NCLEX-PN
PN Nclex Questions 2024
1. A contraindication for topical corticosteroid use in a client with atopic dermatitis (eczema) is:
- A. parasitic infection
- B. fungal infection
- C. spirochetal infection
- D. viral infection
Correct answer: D
Rationale: Topical corticosteroids are mainly used for their localized effects. When treating atopic dermatitis with a steroidal preparation, there is a risk of the site being vulnerable to invasion by organisms. Viruses like herpes simplex or varicella zoster pose a threat of disseminated infection. Therefore, viral infection is a contraindication for topical corticosteroid use in clients with atopic dermatitis. It is crucial to educate clients using topical corticosteroids to avoid crowds or people with infections and to promptly report any signs of infection. Choices A, B, and C (parasitic, fungal, and spirochetal infections) are not typically contraindications for topical corticosteroid use in the context of atopic dermatitis, as these agents do not pose the same risk of disseminated infection or systemic effects as viral infections.
2. A 6-month-old client is admitted with possible intussusception. Which question during the nursing history is least helpful in obtaining information regarding this diagnosis?
- A. "Tell me about his pain."?
- B. "What does his vomit look like?"?
- C. "Describe his usual diet."?
- D. "Have you noticed changes in his abdominal size?"?
Correct answer: C
Rationale: The least helpful question in obtaining information regarding intussusception is "Describe his usual diet."? This question is least relevant to the specific symptoms and presentation of intussusception. Choices A, B, and D are more directly related to symptoms commonly associated with intussusception and can provide important diagnostic clues. Asking about pain, vomit appearance, and changes in abdominal size can help in assessing the severity and progression of the condition, making them more crucial questions to ask in this scenario. Pain is a cardinal symptom of intussusception, changes in vomit appearance may indicate gastrointestinal issues, and alterations in abdominal size can signify the presence of a mass or obstruction, all of which are pertinent in diagnosing and managing intussusception.
3. Social support systems include all of the following except:
- A. call-in help lines
- B. emotional assistance provided by others
- C. community support groups
- D. use of coping skills and verbalization for anger management
Correct answer: D
Rationale: The correct answer is the use of coping skills and verbalization for anger management. Social support systems involve external sources of support from others or the community. Call-in help lines, emotional assistance provided by others, and community support groups all represent social support systems where individuals can seek help and assistance from outside sources. On the other hand, the use of coping skills and verbalization for anger management refers to individual strategies rather than external social support.
4. The licensed practical nurse assigned to the postpartum unit is preparing to administer Rhogam to a postpartum client. Which woman is not a candidate for RhoGam?

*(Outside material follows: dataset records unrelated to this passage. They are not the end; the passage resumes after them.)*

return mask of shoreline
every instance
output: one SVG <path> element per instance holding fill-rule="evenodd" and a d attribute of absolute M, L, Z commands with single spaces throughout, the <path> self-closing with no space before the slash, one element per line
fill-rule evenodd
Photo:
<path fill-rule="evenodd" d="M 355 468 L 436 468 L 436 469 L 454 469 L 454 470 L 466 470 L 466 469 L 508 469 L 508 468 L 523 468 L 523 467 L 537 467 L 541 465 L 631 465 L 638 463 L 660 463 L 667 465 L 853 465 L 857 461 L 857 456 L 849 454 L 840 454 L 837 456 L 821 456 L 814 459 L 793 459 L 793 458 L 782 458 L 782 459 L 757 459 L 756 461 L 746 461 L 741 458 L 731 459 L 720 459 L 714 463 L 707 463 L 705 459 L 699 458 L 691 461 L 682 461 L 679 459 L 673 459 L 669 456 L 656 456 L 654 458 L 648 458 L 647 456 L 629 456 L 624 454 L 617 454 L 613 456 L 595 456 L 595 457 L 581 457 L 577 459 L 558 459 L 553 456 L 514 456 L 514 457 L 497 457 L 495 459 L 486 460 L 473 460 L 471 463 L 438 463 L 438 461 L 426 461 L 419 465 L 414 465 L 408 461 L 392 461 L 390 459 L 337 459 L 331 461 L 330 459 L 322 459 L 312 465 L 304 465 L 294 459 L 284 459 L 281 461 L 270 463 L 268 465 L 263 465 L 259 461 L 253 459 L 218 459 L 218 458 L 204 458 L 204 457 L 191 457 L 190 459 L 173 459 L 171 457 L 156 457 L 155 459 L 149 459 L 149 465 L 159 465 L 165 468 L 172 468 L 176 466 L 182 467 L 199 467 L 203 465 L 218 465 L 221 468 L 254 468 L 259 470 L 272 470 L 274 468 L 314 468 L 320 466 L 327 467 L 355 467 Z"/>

- A. A gravida IV para 3 that is Rh negative with an Rh-positive baby
- B. A gravida I para 1 that is Rh negative with an Rh-positive baby
- C. A gravida II para 0 that is Rh negative admitted after a stillbirth delivery
- D. A gravida IV para 2 that is Rh negative with an Rh-negative baby
Correct answer: D
Rationale: The mothers in answers A, B, and C all require RhoGam as they are Rh negative with an Rh-positive baby or have experienced a stillbirth delivery, making them candidates for RhoGam injection. The mother in answer D is the only one who does not require Rhogam because she is Rh negative with an Rh-negative baby, eliminating the need for RhoGam administration.
5. The client returns to the unit from surgery with a blood pressure of 90/50, pulse 132, respirations 30. Which action by the nurse should receive priority?
- A. Continue monitoring the vital signs
- B. Contact the physician
- C. Ask the client how they feel
- D. Ask the LPN to continue post-op care
Correct answer: B
Rationale: The priority action for the nurse is to contact the physician immediately due to the client's abnormal vital signs. A blood pressure of 90/50, pulse of 132, and respirations of 30 indicate instability and require prompt medical attention. Continuing to monitor vital signs, as in choice A, may lead to a delay in necessary interventions. Asking the client how they feel, as in choice C, provides subjective data and does not address the urgent need for medical intervention. Involving the LPN, as in choice D, is not appropriate in this critical situation where the client's condition is unstable and requires immediate physician assessment and intervention.